System-Level Verification (SLV) of CPSs aims at certifying that given (e.g.,
safety or liveness) specifications are met, or at estimating the value of some
KPIs, when the system runs in its operational environment, i.e., in presence of
inputs (from users or other systems) and/or of additional, uncontrolled
disturbances.
To enable SLV of complex systems from the early design phases, the currently
most adopted approach envisions the simulation of a system model under the
(time bounded) operational scenarios of interest.
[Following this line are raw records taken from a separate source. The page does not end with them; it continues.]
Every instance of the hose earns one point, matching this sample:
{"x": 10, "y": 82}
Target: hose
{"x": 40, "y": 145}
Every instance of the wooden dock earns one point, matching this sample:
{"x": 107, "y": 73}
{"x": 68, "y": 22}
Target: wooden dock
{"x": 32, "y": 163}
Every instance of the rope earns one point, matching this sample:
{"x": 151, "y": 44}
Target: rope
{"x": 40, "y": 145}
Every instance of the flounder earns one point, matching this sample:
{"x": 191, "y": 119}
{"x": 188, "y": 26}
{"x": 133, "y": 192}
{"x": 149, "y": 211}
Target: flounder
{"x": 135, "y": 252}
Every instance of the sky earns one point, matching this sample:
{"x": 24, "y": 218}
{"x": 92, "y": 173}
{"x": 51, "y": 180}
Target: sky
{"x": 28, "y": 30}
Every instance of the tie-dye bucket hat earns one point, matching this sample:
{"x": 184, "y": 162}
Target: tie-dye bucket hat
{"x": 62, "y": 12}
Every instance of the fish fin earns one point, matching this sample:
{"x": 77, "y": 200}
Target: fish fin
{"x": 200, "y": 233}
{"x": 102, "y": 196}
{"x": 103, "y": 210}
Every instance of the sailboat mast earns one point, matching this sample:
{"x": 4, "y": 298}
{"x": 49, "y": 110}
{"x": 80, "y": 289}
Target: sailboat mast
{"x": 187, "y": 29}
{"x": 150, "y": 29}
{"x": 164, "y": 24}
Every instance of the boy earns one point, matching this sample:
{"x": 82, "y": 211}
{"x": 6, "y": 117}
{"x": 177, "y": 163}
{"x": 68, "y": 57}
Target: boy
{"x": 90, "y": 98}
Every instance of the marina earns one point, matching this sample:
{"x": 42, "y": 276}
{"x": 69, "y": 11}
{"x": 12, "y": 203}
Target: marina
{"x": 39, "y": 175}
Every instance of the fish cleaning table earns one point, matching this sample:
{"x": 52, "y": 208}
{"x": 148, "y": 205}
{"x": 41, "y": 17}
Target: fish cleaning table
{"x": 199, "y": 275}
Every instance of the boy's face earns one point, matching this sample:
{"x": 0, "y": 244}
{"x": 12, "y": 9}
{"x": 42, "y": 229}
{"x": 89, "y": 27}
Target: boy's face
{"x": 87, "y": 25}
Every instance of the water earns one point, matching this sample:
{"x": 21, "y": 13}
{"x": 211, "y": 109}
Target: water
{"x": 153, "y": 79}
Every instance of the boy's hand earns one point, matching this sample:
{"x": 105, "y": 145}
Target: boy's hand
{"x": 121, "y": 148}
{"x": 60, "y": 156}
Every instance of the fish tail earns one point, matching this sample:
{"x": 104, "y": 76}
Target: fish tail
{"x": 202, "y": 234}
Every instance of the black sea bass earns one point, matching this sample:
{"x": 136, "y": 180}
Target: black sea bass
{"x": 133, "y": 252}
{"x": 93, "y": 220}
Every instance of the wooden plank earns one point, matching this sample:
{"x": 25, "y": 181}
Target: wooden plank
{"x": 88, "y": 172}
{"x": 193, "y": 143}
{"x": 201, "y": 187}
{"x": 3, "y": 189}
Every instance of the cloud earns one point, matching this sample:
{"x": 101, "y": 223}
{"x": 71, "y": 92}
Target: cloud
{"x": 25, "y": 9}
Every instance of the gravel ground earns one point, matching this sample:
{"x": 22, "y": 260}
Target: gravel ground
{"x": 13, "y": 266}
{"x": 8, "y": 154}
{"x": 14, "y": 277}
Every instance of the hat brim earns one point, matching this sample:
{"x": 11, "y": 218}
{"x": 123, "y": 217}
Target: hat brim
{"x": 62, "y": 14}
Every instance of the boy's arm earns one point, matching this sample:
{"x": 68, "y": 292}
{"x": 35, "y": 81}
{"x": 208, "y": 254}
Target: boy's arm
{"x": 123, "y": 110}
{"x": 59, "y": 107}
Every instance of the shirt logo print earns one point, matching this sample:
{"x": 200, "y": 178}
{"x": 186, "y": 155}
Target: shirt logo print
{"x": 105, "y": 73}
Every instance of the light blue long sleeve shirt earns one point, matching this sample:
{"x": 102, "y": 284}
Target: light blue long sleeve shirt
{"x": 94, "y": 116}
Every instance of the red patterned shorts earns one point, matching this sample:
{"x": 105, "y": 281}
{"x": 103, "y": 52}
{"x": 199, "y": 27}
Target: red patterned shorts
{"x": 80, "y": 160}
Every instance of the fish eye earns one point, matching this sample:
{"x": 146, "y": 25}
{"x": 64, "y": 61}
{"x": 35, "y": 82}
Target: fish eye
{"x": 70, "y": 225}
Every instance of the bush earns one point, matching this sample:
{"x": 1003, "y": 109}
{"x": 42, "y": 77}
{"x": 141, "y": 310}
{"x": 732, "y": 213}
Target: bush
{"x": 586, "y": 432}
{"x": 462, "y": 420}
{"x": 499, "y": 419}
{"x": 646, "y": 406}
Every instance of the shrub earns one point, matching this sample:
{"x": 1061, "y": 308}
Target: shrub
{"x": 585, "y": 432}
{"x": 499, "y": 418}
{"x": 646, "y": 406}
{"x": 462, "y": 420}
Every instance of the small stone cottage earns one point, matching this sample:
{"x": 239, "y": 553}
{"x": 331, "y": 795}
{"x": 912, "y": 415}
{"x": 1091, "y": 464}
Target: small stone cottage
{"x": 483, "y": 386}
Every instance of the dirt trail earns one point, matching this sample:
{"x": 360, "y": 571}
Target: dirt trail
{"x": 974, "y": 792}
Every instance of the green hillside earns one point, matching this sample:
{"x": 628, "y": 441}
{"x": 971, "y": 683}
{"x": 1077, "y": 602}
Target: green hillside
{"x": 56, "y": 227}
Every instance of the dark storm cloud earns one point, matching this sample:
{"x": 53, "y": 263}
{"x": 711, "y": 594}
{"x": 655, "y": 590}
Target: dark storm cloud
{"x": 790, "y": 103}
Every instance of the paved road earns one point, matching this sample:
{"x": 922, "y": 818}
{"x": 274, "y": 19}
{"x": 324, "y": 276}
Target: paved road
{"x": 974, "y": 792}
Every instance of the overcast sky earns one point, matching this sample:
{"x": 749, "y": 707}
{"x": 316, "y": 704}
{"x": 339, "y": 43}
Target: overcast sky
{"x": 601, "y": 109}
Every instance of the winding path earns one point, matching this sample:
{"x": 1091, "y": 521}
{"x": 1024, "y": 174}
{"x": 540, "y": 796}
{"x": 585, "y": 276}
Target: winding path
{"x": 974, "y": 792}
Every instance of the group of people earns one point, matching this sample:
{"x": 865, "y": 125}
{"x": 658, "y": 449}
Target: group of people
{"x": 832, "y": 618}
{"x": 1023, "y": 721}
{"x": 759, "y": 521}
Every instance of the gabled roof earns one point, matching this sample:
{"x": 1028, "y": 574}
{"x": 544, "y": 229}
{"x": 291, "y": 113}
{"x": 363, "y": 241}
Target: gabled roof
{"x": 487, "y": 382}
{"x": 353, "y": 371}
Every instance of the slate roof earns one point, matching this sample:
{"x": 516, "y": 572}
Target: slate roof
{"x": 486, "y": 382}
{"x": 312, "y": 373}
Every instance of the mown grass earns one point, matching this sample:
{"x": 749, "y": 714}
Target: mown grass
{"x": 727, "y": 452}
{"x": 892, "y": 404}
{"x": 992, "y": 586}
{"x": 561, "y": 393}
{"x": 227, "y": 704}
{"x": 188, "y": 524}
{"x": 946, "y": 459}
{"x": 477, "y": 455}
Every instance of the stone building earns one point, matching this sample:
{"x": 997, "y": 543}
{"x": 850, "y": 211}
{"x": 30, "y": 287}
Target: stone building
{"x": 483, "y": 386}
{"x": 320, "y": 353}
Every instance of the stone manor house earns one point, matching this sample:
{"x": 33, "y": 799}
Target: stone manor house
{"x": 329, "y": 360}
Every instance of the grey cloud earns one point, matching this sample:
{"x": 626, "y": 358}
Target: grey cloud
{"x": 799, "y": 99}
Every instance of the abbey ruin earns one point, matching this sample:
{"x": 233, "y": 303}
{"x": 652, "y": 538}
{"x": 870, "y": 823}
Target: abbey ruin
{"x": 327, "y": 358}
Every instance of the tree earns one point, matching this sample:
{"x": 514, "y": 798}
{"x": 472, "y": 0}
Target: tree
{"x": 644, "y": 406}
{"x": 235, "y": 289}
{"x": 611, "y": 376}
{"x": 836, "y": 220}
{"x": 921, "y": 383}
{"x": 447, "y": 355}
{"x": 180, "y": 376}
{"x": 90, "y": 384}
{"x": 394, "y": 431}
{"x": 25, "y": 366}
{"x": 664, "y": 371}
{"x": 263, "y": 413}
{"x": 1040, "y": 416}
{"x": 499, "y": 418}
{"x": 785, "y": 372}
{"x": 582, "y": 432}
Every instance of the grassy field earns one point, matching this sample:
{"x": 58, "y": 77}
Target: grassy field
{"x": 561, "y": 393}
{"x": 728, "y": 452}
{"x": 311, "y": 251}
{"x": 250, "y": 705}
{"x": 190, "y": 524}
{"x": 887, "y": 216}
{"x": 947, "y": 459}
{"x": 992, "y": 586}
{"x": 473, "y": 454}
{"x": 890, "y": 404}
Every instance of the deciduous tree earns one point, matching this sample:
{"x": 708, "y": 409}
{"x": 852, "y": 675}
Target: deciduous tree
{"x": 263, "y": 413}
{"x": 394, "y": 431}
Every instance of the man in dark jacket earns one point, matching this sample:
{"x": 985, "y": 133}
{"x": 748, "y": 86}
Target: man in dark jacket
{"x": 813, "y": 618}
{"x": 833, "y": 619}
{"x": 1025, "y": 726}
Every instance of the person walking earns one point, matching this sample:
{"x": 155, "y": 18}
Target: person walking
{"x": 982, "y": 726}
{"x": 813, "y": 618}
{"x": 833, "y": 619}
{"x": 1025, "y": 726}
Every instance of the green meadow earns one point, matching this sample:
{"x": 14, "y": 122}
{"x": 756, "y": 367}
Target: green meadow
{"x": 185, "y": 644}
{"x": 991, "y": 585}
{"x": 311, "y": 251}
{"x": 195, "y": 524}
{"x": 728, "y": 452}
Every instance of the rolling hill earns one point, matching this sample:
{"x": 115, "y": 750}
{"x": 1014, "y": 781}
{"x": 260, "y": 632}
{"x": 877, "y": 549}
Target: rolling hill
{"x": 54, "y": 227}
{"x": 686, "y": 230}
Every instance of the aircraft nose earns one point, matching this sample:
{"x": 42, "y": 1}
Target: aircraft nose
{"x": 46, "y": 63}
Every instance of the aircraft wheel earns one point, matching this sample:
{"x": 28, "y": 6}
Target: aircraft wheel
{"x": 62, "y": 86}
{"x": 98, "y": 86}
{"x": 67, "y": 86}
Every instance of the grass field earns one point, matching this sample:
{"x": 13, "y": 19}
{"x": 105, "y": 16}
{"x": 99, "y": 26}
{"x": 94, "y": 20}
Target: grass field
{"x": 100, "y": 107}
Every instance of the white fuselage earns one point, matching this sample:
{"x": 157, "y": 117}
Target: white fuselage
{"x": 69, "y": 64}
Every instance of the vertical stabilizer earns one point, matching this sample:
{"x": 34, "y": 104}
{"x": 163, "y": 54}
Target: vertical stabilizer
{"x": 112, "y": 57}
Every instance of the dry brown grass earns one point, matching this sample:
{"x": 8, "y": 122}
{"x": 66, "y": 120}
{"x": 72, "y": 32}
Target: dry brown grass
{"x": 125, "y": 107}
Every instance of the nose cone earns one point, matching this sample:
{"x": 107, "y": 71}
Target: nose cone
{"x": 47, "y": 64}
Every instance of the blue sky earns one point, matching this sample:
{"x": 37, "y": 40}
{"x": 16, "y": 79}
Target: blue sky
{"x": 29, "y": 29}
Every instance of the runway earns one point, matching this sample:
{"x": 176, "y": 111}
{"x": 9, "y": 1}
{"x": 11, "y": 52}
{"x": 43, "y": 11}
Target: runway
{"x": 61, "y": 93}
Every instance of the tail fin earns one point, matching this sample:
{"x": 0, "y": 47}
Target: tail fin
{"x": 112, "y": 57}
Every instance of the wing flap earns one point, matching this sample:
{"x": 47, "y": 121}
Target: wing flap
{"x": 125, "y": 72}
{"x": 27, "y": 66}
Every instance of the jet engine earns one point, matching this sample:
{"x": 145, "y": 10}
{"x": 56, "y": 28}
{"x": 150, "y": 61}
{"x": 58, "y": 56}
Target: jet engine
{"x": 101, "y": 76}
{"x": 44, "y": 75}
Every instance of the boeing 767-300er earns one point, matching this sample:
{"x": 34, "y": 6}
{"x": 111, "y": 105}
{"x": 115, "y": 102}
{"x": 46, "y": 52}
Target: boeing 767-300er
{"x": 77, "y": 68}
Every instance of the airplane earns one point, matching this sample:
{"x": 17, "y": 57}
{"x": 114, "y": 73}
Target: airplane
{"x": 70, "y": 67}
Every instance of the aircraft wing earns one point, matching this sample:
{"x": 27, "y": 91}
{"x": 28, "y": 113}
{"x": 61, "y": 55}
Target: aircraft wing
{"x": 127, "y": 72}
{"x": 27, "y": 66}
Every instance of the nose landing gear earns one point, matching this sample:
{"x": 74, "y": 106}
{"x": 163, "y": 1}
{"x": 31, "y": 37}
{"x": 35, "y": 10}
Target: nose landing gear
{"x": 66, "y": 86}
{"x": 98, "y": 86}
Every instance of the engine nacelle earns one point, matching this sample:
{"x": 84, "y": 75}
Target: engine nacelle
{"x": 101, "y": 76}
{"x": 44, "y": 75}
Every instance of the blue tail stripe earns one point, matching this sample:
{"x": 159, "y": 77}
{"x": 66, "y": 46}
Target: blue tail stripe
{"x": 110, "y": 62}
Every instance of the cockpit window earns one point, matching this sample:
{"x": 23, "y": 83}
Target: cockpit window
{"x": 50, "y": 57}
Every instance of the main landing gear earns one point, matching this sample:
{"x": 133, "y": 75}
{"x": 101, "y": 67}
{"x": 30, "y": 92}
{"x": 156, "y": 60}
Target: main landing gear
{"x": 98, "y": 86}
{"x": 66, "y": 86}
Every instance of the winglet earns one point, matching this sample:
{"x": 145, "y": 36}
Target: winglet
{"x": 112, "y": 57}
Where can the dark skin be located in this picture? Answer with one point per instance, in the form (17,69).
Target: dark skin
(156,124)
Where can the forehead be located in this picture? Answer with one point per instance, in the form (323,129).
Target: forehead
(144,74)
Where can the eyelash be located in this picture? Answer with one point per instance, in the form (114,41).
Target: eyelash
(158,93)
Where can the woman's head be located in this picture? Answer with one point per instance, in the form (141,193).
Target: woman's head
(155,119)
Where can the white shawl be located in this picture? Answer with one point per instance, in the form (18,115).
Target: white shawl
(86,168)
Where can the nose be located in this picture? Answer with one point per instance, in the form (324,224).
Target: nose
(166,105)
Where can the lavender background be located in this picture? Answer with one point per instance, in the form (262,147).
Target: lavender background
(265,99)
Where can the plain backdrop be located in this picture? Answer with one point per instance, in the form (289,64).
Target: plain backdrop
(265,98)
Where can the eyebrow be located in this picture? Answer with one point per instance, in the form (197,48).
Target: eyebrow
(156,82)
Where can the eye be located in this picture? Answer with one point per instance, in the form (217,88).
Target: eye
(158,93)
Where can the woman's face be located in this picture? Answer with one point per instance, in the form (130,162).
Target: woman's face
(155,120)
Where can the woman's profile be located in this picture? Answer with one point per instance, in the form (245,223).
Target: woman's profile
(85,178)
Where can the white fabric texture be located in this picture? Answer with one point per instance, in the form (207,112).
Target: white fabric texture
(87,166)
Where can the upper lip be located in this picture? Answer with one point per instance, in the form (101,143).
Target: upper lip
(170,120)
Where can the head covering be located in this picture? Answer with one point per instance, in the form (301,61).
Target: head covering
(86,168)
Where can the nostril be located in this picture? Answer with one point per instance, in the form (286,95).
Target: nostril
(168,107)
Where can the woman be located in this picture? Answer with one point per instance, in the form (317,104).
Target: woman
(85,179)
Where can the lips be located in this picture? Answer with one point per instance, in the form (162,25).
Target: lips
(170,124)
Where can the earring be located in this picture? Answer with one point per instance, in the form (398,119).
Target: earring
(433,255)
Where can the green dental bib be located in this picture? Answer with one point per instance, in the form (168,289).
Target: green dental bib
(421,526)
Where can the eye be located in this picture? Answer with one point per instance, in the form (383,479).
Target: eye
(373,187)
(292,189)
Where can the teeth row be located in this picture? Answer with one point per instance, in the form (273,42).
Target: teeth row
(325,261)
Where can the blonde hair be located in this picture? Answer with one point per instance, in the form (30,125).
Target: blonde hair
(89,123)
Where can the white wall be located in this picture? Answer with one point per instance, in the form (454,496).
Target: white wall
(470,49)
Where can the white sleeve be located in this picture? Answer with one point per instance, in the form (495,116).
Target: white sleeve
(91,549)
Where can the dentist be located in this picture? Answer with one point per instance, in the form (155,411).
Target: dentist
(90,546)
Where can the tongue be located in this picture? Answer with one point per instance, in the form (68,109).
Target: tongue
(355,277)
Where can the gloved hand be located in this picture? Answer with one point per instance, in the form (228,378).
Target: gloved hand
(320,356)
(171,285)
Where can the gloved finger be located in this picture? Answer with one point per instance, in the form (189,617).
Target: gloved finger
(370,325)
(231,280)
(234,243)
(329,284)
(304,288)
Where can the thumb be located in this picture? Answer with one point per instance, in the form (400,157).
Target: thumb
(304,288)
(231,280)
Simulation-based SLV can be
computationally prohibitive (years of sequential simulation), since model
simulation is computationally intensive and the set of scenarios of interest
can huge.
We present a technique that, given a collection of scenarios of interest
(extracted from mass-storage databases or from symbolic structures, e.g.,
constraint-based scenario generators), computes parallel shortest simulation
campaigns, which drive a possibly large number of system model simulators
running in parallel in a HPC infrastructure through all (and only) those
scenarios in the user-defined (possibly random) order, by wisely avoiding
multiple simulations of repeated trajectories, thus minimising the overall
completion time, compatibly with the available simulator memory capacity.
Our experiments on Modelica/FMU and Simulink case study models with up to
~200 million scenarios show that our optimisation yields speedups as high as
8x. This, together with the enabled massive parallelisation, makes practically
viable (a few weeks in a HPC infrastructure) verification tasks (both
statistical and exhaustive, with respect to the given set of scenarios) which
would otherwise take inconceivably long time.